Idaho Ballot Access Bill Introduced

On March 15, the Idaho House State Affairs Committee introduced HB 275, which is another of the Secretary of State’s omnibus election law bills. Among the many election law changes is a provision lowering the number of signatures for an independent presidential candidate from 1% of the last presidential vote (currently 6,552 signatures) to exactly 1,000 signatures.

No Green Party presidential nominee has ever been on the ballot in Idaho. However, assuming this bill passes, it seems likely that whomever the Green Party nominates for President in 2012 will be able to comply with this requirement. The bill has no direct impact on the Libertarian or Constitution Parties, because they are already ballot-qualified parties.

Tennessee Bill, Making Slight Improvements in Ballot Access, Advances

On March 15, the Tennessee Senate State and Local Government passed SB 935, which makes slight improvements to ballot access for minor parties. It moves the petition deadline for the petition to qualify a new party from March to early April, and deletes the requirement that says the petition says signers are members of the party. See this story. The bill does not lower the number of signatures, 2.5% of the last gubernatorial vote. For 2012 and 2014, this would be 40,042 valid signatures. The story is wrong to say the bill requires 60,000 signatures.

The story’s author asserts that the bill cures the constitutional defects in Tennessee’s procedure to get a new party on the ballot, but the author is mistaken. The September 2010 decision of a U.S. District Court, invalidating the existing law, emphasized that a petition deadline four months before the primary is unconstitutional, but the bill’s deadline would still be four months before the August primary. Read the part of the decision on pages 33 through 37.

9th Circuit Hears Lawsuit on Constitutionality of San Francisco's Instant-Runoff Voting

On March 15, the 9th circuit heard oral arguments in Dudum v City and County of San Francisco. This is a federal case, filed in 2010 by opponents of San Francisco’s version of Instant-Runoff Voting. Because the San Francisco vote-counting equipment is not as flexible as it might be, San Francisco’s system limits voters to a first choice, second choice, and third choice, when they vote for city officials. Opponents of IRV filed the lawsuit, arguing that the limit on the number of choices is unconstitutional. This San Francisco Chronicle article says that the three judges seemed skeptical of that argument. The IRV opponents lost this case in U.S. District Court.

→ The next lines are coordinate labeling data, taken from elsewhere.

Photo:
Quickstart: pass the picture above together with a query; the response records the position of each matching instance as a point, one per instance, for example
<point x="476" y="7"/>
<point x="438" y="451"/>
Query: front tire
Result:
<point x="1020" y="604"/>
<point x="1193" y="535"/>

The three judges on the case are Richard Paez and Marsha Berzon, Clinton appointees, and Carlos Bea, a Bush Jr. appointee. All three judges are Californians. The law firm representing the opponents of IRV is the same law firm that represents former California Lieutenant Governor Abel Maldonado, in the two lawsuits currently challenging certain aspects of California’s top-two system. This is ironic, because according to the newspaper story, this law firm in Dudum v City and County of San Francisco is emphasizing that the U.S. Constitution requires that all votes be counted. And yet in the two pending cases against certain aspects of Proposition 14, the same law firm is arguing that it is constitutional to provide write-in space on ballots and yet not only not count write-ins, but not even count how many write-ins were cast. Under California’s Proposition 14, a write-in winner could win in November and even then those write-ins would not be counted. UPDATE: here is another newspaper story about the hearing.

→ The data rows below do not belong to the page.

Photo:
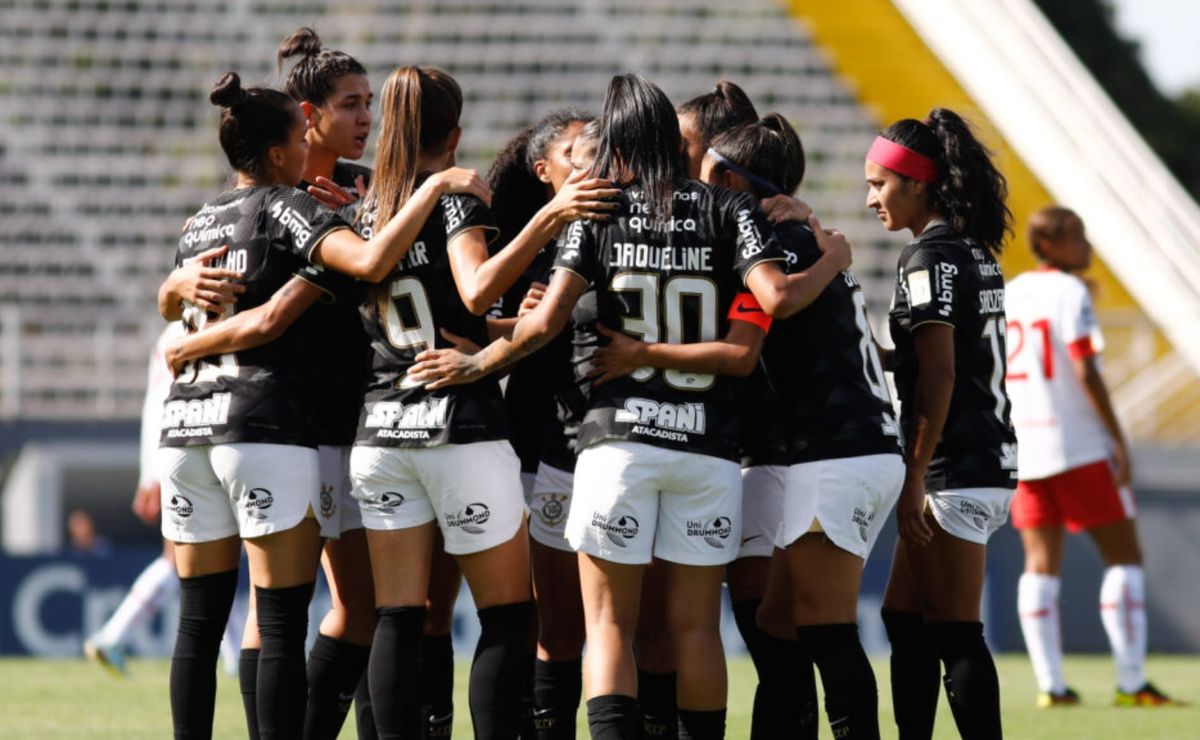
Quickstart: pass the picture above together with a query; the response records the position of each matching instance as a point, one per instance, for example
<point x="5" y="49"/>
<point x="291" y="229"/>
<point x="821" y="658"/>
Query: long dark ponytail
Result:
<point x="970" y="192"/>
<point x="640" y="138"/>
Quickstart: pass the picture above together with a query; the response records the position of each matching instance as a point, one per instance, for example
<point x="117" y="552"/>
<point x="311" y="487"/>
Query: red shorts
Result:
<point x="1081" y="498"/>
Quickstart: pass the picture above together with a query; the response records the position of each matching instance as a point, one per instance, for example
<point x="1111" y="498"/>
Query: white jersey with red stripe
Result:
<point x="1050" y="324"/>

Texas Bill, Which Would Have Imposed Filing Fees on Minor Party and Independent Candidates, is Withdrawn

On March 14, Texas Representative Leo Berman withdrew his bill, HB 418. This is the bill that would have imposed filing fees on candidates who get on the November ballot by petition and by convention, i.e., independent candidates and the nominees of minor parties. The Texas minor parties had done a good job of organizing opposition to this bill at its hearing on March 7. Thanks to IndependentPoliticalReport for this news.